Sagittarius A* ist ein Koloss mit Millionen »Sonnenmassen«, wie er sich nur im Herzen von Galaxien bildet. Doch kleinere Geschwister von ihm sollte es in der Milchstraße in Hülle und Fülle geben: Hochrechnungen gehen von hunderten Millionen »stellarer« Schwarzer Löcher aus, die jeweils aus dem Kollaps großer Sterne entstanden sein müssten. Bislang haben Astronomen aber lediglich ein paar Dutzend dieser Exemplare aufgespürt.
Kein Wunder, könnte man sagen, schließlich sind Schwarze Löcher per Definition so gut wie unsichtbar. Nur wenn sie Gas und Staub von einem besonders nahen Stern ansaugen, regen sie ihr Umfeld zum Leuchten an. Über diesen Umweg haben Wissenschaftler so gut wie alle bisher bekannten stellaren Schwarzen Löcher aufgespürt, etwa das im Sternsystem Cygnus X-1, 6000 Lichtjahre von der Erde entfernt.

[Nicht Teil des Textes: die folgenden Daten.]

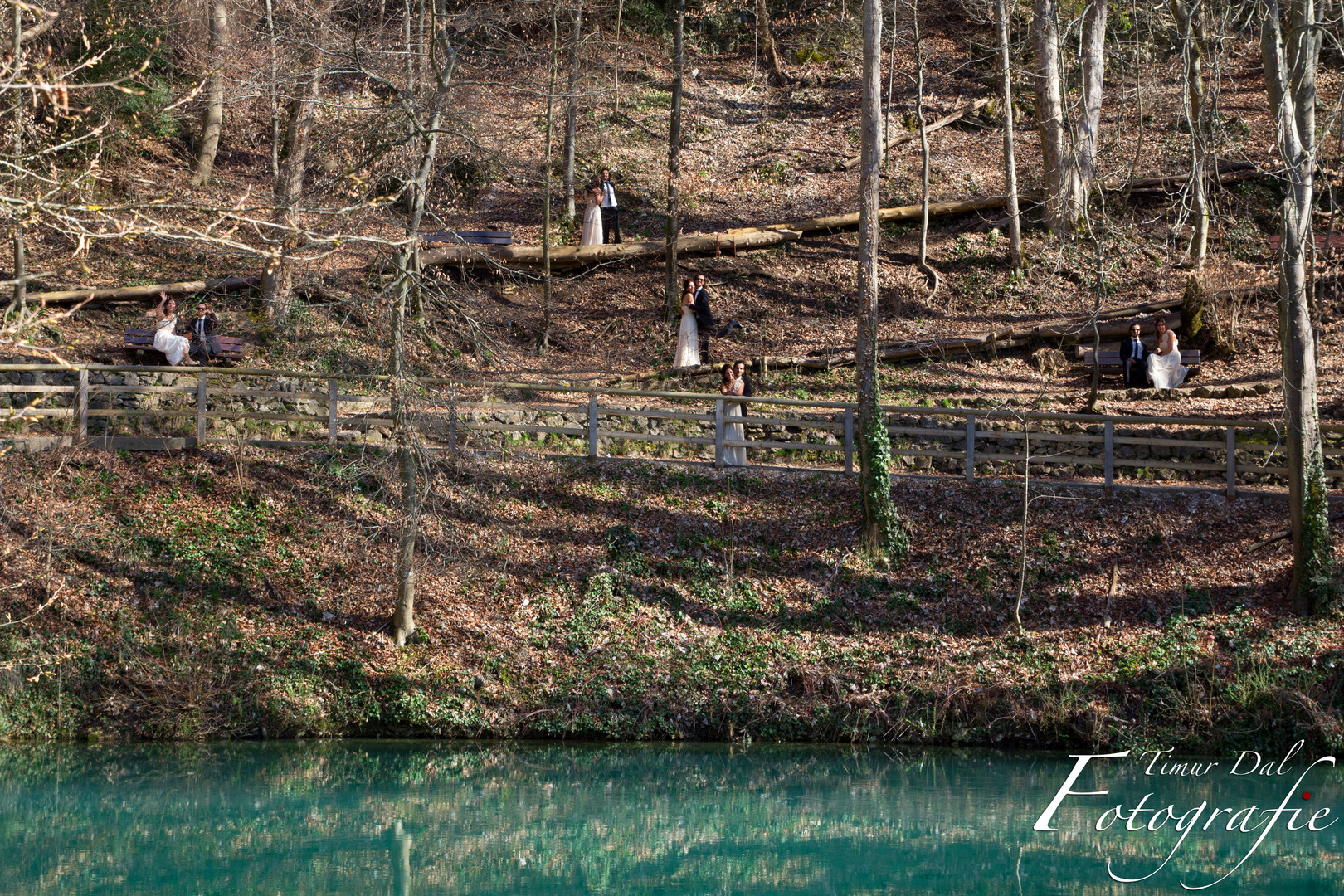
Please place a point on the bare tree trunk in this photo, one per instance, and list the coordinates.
(403, 618)
(275, 90)
(572, 109)
(1060, 171)
(767, 49)
(891, 86)
(880, 533)
(19, 299)
(616, 60)
(548, 288)
(1291, 43)
(1010, 162)
(1194, 39)
(923, 262)
(1094, 74)
(279, 275)
(212, 117)
(674, 293)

Doch im Prinzip kann man Schwarze Löcher auch anhand ihrer Schwerkraft nachweisen – über die Art und Weise, wie sie die Bewegung benachbarter Sterne beeinflussen. Diesen Weg hat das Team um ESO-Forscher Rivinius gewählt: Aus der periodischen Verschiebung von Spektrallinien haben die Forscher die Bahnen der beiden Sterne in HR 6819 abgeleitet. Die Basis dafür bildeten Beobachtungsdaten aus den Jahren 1999 und 2004.
40 Tage für einen Umlauf
Einer der Sterne zieht demnach recht enge Kreise um das mutmaßliche Schwarze Loch, er braucht 40 Tage für einen Umlauf um den gemeinsamen Schwerpunkt. Der andere Partner bewegt sich deutlich weiter draußen: Er ist mindestens halb so weit vom Schwarzen Loch entfernt wie die Erde von der Sonne.

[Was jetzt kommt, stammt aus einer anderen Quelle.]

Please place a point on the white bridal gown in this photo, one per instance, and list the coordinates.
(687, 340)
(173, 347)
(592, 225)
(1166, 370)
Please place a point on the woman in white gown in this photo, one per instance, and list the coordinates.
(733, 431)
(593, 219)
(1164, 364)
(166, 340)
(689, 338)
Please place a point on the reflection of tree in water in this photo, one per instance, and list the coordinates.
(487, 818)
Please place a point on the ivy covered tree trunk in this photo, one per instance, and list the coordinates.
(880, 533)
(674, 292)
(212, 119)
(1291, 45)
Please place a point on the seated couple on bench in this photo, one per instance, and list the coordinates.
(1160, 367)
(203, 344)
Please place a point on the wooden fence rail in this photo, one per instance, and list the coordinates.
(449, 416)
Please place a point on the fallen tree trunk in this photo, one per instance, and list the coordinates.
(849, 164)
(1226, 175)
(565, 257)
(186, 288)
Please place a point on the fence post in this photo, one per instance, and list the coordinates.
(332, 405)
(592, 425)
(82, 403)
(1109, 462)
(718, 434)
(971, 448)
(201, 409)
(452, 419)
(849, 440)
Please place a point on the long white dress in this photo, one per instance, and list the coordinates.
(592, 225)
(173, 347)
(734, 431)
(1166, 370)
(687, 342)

Ob das System HR 6819 wirklich so aussieht, wie es sich die Forscher vorstellen, ist noch offen. Hugues Sana von der KU Leuven in Belgien kritisiert beispielsweise die Analysetechnik, mit der die ESO-Wissenschaftler die Masse des inneren Sternbegleiters abgeschätzt haben. Das Verfahren sei fehleranfällig und verleite leicht zu falschen Schlussfolgerungen, schreibt Sana in einer Email an Spektrum.de. Chinesische Astrophysiker hatten damit bereits Ende 2019 ein ungewöhnlich schweres Schwarzes Loch in einem Sternsystem namens LB-1 aufgespürt, mussten dafür im Nachhinein aber harsche Kritik einstecken.
Aus Sicht vieler Experten ist das Exemplar in LB-1 entweder deutlich leichter als gedacht – oder es existiert überhaupt nicht. Ob das »erdnächste« Schwarze Loch in HR 6819 ähnlich umstritten sein wird, werden die nächsten Wochen und Monate zeigen. So oder so: Sollte es wirklich zig Millionen von ihnen in unserer Galaxie geben, wird ein Schwarzes Loch sicherlich früher oder später in unserer Nachbarschaft auftauchen.